Baoding was an important strategic location during the Jin and Yuan dynasties, defending the capital from the south. About 800 years later, it was still considered a strategic location, so in 1968 a construction unit from the People’s Liberation Army was deployed to dig secret anti-aircraft positions into the sides of the hill. On 22 May 1968, when the PLA, having tunnelled 50 metres into the east side of the central peak, set off another blast, the sound of the explosion was dull and echoed.
When the dust had cleared, they found that they had blasted their way into a cave filled with pottery vessels, decaying wood, lumps of stones, and pieces of bones. Two days later archaeologists were sent to investigate, and they confirmed that the PLA had blasted into the side chamber of an ancient tomb dug into the mountainside.
The following month Chairman Mao and Zhou Enlai were informed of this important archaeological discovery, and Zhou Enlai approved its excavation. Exactly two months after its discovery, on 22 July, Guo Moruo, as President of the University of Science and Technology of China, paid a visit to the site, and archaeologists were able to confirm that this was a Western Han tomb belonging to Liu Sheng 劉勝, Prince Jing of Zhongshan (died 113 BC). Sometime later, the tomb of Liu Sheng’s wife, Dou Wan 竇綰, was discovered 120 m to the north. Neither tomb had been robbed, and many precious goods were discovered in the tombs, including jade burial suits for the prince and his consort.
This is one of the most important archaeological sites relating to the Western Han imperial family.






































Most (maybe all) artefacts on site now are reproductions, as the extremely valuable originals are in museums in Beijing and elsewhere.

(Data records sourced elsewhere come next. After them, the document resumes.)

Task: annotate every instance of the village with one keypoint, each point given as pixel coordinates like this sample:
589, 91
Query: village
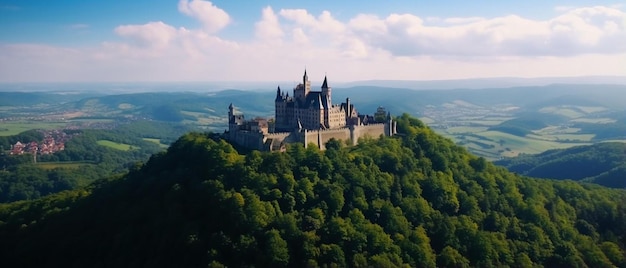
54, 141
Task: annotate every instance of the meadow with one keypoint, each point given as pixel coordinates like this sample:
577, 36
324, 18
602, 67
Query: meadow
116, 145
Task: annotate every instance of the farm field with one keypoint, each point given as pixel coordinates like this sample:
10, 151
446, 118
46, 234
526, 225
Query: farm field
116, 145
157, 141
9, 128
68, 165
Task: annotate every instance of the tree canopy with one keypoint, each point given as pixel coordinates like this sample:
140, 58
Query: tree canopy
416, 200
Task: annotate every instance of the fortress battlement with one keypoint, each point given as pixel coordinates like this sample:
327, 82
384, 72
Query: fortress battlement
308, 117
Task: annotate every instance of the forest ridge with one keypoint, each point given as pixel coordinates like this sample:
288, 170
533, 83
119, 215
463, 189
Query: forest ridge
416, 200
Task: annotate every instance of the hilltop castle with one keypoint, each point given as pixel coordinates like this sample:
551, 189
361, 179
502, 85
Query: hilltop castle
307, 117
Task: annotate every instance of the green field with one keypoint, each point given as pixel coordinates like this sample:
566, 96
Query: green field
116, 145
11, 128
157, 141
68, 165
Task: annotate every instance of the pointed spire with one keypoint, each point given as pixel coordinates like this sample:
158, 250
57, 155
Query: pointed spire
325, 84
278, 94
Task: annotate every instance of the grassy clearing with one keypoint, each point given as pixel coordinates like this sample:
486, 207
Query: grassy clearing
68, 165
116, 145
461, 130
16, 127
567, 112
157, 141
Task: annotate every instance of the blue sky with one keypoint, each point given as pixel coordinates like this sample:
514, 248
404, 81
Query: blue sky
194, 40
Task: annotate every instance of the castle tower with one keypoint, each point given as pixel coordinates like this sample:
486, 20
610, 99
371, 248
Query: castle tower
326, 91
306, 83
232, 122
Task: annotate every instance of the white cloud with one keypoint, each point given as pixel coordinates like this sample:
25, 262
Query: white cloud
578, 31
212, 18
579, 41
149, 35
268, 28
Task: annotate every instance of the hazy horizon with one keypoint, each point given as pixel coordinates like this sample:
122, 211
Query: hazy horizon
274, 40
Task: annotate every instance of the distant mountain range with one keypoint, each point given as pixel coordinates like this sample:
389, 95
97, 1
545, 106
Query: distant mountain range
213, 86
602, 163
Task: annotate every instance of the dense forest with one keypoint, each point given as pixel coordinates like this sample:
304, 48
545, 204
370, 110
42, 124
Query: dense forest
416, 200
601, 163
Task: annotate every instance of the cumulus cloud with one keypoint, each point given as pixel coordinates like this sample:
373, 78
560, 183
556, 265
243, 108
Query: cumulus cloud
212, 18
577, 41
577, 31
153, 34
269, 27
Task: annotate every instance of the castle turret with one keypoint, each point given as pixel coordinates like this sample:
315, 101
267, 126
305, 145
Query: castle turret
279, 96
326, 91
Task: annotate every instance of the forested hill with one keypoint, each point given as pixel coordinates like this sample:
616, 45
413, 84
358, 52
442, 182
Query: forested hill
414, 201
601, 163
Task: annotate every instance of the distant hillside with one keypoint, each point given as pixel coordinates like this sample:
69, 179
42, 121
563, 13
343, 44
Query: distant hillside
415, 200
602, 163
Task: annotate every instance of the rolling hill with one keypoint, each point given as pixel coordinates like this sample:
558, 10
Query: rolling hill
602, 163
416, 200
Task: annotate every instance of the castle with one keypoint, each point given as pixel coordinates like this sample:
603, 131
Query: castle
307, 117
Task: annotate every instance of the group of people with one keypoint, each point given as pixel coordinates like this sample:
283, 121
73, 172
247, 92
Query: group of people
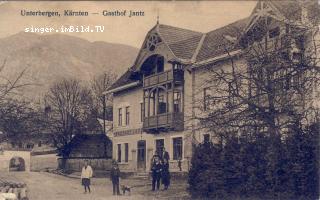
160, 170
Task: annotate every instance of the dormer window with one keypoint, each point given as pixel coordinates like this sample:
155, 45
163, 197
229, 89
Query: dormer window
177, 66
152, 41
274, 32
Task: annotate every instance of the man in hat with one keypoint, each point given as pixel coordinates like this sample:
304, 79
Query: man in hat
86, 174
115, 176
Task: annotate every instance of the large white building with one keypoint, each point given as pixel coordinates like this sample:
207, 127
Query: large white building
155, 101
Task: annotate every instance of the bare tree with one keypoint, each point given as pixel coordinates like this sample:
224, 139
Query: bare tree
272, 87
268, 89
99, 85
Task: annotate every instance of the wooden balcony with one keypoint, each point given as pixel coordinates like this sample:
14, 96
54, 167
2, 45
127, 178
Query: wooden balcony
165, 121
163, 77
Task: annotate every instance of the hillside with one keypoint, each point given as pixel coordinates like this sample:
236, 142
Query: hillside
48, 58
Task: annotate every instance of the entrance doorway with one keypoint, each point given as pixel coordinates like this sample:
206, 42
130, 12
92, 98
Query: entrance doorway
17, 164
141, 159
159, 147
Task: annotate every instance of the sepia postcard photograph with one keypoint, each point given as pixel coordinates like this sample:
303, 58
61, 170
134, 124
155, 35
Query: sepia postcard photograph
160, 100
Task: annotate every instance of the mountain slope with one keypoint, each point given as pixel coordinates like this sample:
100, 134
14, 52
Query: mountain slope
48, 58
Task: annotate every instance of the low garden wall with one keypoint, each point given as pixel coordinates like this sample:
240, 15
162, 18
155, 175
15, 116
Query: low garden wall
76, 164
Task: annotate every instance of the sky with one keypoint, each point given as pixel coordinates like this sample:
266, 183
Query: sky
202, 16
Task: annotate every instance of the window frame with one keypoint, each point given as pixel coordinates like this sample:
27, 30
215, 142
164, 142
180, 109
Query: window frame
142, 114
119, 116
126, 152
127, 109
173, 148
119, 157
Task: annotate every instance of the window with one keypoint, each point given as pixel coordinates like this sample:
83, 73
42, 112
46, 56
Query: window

One of the interesting finds is a collection of game tokens and an 18-sided die, which were used for a drinking game.

Sixteen of the die’s faces are inlaid with the numbers one to sixteen, and the top and bottom faces are inlaid with the characters “驕” (“proud/arrogant”) and “來酒” (“bring wine”). A similar 18-sided die found in the Han tomb at Mawangdui has the characters “驕” and “畏妻” (“be afraid of your wife”) on the top and bottom faces. The die was used for a drinking game together with the coin-shaped bronze tokens.

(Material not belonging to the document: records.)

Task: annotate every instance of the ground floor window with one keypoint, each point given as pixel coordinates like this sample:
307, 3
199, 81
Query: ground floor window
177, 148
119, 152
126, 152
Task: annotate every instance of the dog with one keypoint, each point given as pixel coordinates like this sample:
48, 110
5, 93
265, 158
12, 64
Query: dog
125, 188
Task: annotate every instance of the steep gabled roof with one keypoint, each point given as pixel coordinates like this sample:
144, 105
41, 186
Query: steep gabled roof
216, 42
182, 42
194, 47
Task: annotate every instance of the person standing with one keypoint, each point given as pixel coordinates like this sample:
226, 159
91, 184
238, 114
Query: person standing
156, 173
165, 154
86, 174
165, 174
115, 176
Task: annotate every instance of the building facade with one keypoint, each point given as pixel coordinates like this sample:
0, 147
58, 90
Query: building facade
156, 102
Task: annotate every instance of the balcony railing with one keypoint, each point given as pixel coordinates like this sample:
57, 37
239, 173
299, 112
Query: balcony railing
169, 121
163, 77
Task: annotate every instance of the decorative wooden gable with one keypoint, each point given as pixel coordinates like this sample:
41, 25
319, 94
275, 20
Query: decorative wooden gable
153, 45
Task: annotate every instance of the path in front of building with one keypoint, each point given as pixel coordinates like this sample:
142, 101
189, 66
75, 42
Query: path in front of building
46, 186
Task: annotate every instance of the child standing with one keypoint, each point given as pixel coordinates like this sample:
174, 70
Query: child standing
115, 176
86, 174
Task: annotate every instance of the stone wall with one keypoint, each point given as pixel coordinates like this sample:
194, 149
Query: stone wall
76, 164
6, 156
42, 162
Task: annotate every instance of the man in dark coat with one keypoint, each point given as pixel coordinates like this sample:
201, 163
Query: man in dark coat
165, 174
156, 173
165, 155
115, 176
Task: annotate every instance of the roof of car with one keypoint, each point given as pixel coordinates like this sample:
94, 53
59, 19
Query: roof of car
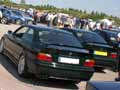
77, 30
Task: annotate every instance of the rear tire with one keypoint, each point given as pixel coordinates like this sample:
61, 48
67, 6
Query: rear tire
1, 46
22, 67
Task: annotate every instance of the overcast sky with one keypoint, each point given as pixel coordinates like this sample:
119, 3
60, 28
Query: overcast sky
111, 7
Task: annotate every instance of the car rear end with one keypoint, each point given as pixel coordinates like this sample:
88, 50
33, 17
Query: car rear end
66, 63
105, 56
62, 57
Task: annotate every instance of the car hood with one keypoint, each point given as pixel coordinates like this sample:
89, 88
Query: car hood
28, 18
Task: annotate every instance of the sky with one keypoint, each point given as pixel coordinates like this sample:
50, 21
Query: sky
110, 7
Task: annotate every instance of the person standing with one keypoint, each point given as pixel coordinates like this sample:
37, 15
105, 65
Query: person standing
118, 39
1, 14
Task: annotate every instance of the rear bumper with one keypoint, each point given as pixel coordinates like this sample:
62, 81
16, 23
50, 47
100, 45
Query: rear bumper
106, 62
67, 72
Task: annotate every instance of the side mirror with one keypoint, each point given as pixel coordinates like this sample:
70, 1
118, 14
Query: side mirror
9, 32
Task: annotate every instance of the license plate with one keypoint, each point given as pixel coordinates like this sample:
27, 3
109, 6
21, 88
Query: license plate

Ascent of the tree-covered hill – no good views beyond the trees, unfortunately – is by walking (steep, but steps) or cable car, but there is a third way down: by rail sled.



On the way back into town, we stopped off at a small restaurant, which was about to close. They really didn’t have much food left, but we did get some lamb bone stew, with gristle and fat, to accompany some plain boiled rice. I did like the presentation, though.